WORKPLACE LAW -
Proposed Law Regarding Employee Unionization

Question:

I have heard and read a lot of different things about the Employee Free Choice Act. Can you please explain the potential effects of this proposed law on large employers such as myself?

Answer:

The Employee Free Choice Act (EFCA) has not yet become law, but if it does there will be significant ramifications. In March of 2007, the EFCA passed in the House of Representatives. A few months later, in June of 2007, a filibuster in the Senate barred the consideration of the bill (which President Bush had vowed to veto). As a result, the bill has yet to become law. However, proponents of the bill believe that it will pass during the next congressional session because of President-elect Obama’s influence. In fact, President-elect Obama is an original co-sponsor of the bill, who believes that the choice to unionize should be left entirely to employees. There are several potential effects of the EFCA on both employers and employees.

If the EFCA becomes law, it will amend the National Labor Relations Act (“Act”) sections regarding union certification, collective bargaining, and enforcement. First, the union certification process will be streamlined in favor of union representation. Currently, under the Act, the National Labor Relations Board (“Board”) may certify a union as the exclusive representative of employees if the representative is elected by a majority of employees through a secret ballot election or by an authorization card check process. However, an employer or a substantial number of employees can force a secret ballot election if a question of representation exists.

The EFCA seeks to amend the Act so that the Board would be required to certify a union as the exclusive representative of employees without holding a secret ballot election if a majority of employees sign authorization cards. Such an amendment would take away from employers and employees the right to a secret ballot election. Opponents of the EFCA argue that electing the union through the card check process is an inherently unreliable indication of employee approval of union representation, as the signature cards are often presented to employees by union organizers and employees advocating union representation. The opponents also argue that the use of authorization cards as the sole means of electing union representation opens the door for coercion of employees, while a secret ballot keeps employee voting private.

The EFCA also seeks to amend the provisions of the Act which govern the collective bargaining process that takes place after Board certification. Pursuant to the EFCA, employers would be required to begin bargaining with the union within 10 days of union certification. Furthermore, if the employer and the union could not agree on the provisions of a collective bargaining agreement within 90 days after the bargaining begins, either party could request mediation conducted by the Federal Mediation and Conciliation Service. If an agreement still could not be reached after 30 days of mediation, the parties would be subject to binding arbitration. Under such arbitration, employees would lose their right to ratify the terms of the collective bargaining agreement for 2 years. Thus, opponents of the EFCA argue that this expedited system may in fact harm employees in the long run.

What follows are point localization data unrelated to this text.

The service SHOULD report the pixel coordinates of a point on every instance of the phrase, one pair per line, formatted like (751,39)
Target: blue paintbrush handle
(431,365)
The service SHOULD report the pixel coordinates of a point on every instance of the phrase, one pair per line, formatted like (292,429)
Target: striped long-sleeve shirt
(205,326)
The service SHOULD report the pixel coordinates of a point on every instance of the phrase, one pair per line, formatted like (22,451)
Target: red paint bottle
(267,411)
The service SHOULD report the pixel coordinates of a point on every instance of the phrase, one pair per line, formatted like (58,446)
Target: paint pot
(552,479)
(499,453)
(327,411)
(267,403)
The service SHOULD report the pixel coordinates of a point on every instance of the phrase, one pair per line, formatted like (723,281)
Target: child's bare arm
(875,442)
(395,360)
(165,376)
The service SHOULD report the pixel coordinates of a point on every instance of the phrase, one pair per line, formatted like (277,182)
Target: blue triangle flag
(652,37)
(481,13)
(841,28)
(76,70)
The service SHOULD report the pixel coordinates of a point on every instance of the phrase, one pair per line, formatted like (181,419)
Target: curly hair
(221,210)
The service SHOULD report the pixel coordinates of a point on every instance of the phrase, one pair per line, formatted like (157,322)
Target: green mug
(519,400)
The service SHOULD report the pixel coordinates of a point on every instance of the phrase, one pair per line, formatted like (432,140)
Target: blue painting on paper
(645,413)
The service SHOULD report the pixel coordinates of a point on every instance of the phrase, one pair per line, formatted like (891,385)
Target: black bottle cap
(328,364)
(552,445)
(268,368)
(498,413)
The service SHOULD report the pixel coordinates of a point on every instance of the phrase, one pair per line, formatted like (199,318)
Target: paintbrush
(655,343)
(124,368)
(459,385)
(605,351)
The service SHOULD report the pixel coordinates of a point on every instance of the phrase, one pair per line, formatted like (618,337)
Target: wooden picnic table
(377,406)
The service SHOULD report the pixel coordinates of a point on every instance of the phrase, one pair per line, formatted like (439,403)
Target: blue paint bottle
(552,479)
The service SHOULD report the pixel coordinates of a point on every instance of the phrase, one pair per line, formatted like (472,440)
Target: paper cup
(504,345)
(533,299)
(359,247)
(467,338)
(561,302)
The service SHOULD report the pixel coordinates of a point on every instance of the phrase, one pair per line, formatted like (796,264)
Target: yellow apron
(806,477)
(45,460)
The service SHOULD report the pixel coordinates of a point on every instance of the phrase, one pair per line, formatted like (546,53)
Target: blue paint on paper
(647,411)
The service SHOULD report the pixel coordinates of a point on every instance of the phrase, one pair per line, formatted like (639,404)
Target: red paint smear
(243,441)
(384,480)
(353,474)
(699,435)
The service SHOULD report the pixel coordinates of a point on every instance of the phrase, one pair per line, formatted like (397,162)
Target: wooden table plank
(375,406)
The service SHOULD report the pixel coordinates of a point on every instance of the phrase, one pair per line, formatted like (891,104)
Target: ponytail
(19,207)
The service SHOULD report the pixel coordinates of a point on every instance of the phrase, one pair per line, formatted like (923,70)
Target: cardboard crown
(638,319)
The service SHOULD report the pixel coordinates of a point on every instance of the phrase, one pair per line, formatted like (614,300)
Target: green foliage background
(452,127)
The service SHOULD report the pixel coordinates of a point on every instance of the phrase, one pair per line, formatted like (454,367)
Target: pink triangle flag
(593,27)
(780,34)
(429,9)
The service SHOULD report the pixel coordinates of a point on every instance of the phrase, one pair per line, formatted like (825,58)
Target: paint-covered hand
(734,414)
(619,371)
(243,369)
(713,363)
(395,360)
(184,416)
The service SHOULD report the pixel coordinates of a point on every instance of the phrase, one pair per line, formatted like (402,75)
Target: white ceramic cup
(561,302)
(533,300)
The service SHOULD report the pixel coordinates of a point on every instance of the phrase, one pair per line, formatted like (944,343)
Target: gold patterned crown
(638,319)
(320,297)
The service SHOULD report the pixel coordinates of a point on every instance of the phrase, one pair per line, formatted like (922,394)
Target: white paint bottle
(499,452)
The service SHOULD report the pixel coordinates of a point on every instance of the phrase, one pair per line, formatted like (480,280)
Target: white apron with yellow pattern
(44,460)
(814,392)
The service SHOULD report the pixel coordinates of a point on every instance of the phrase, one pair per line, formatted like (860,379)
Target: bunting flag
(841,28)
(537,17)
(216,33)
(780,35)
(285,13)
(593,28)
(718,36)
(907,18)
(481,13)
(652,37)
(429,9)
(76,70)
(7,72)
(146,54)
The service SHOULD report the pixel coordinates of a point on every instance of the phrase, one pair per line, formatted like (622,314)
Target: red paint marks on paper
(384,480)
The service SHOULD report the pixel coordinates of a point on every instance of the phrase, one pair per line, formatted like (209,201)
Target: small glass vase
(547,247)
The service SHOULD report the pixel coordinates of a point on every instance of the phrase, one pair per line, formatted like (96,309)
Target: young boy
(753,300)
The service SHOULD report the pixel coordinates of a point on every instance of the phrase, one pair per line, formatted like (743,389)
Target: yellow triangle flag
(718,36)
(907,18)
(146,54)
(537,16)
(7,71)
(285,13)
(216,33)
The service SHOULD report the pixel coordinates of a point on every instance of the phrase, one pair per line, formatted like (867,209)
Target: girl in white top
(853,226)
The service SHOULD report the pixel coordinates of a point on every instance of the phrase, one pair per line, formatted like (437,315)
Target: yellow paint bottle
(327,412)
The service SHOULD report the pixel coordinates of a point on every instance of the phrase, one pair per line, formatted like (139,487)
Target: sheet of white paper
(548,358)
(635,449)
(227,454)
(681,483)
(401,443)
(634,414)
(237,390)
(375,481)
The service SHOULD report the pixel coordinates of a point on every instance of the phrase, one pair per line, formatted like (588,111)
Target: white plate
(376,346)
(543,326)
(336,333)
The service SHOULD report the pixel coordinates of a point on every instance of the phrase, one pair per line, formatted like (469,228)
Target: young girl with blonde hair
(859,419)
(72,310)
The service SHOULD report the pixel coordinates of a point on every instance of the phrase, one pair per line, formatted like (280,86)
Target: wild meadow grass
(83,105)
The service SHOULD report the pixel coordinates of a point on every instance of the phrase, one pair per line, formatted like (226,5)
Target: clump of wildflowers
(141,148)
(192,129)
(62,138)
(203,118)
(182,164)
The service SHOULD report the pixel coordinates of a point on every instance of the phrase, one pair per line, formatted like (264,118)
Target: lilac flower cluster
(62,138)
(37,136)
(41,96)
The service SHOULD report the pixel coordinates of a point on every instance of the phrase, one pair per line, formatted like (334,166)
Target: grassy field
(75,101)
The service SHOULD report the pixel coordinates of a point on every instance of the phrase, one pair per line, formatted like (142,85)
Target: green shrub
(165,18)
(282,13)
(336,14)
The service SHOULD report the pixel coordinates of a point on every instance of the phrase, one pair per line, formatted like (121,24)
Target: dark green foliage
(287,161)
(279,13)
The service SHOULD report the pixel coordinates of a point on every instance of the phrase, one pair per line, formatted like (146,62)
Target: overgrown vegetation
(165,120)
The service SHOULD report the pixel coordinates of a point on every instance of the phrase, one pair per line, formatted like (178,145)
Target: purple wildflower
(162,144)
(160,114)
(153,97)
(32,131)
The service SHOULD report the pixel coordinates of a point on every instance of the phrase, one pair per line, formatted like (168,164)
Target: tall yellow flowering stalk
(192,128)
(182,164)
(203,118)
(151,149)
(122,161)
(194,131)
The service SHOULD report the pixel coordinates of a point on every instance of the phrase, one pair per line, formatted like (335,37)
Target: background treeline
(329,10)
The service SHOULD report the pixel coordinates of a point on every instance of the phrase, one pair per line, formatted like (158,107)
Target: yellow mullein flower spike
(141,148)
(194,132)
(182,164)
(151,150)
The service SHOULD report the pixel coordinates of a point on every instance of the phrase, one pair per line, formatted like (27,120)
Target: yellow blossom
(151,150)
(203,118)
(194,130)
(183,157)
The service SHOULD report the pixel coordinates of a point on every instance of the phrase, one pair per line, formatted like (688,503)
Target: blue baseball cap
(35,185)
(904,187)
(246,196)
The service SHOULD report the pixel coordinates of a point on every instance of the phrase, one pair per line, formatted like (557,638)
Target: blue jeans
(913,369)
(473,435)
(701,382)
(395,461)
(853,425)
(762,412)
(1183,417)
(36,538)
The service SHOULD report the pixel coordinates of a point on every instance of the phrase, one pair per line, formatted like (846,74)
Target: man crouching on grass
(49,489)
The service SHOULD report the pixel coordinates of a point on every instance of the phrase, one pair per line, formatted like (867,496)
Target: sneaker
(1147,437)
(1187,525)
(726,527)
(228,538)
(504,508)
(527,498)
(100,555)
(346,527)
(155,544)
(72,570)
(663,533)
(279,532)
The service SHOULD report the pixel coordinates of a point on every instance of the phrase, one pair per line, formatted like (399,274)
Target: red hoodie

In addition to the certification and collective bargaining amendments, the EFCA also contains provisions that enhance penalties for, and speed up enforcement of, certain unfair labor practices. Specifically, the EFCA would amend the Act to strengthen enforcement of the sections prohibiting unfair labor practices during organizing drives in an attempt to deter illegal conduct. Employers who unlawfully terminate pro-union employees because of their stance would have to pay triple back pay to such employees. Furthermore, a $20,000 civil fine would be imposed on employers who willfully or repetitively violate the unfair labor practices sections of the Act, and the Board would be required to seek a timely injunction against the employer.

In totality, if enacted, the EFCA could have a significant effect on employers who wish to negotiate directly with their employees on issues such as salaries, benefits, and working conditions. Additionally, while the drafters of the EFCA seek to make unionization more employee friendly, the EFCA would in some instances prevent employees from exercising their preexisting rights. If the EFCA does in fact become the law, employers should contact their labor law attorney for compliance advice.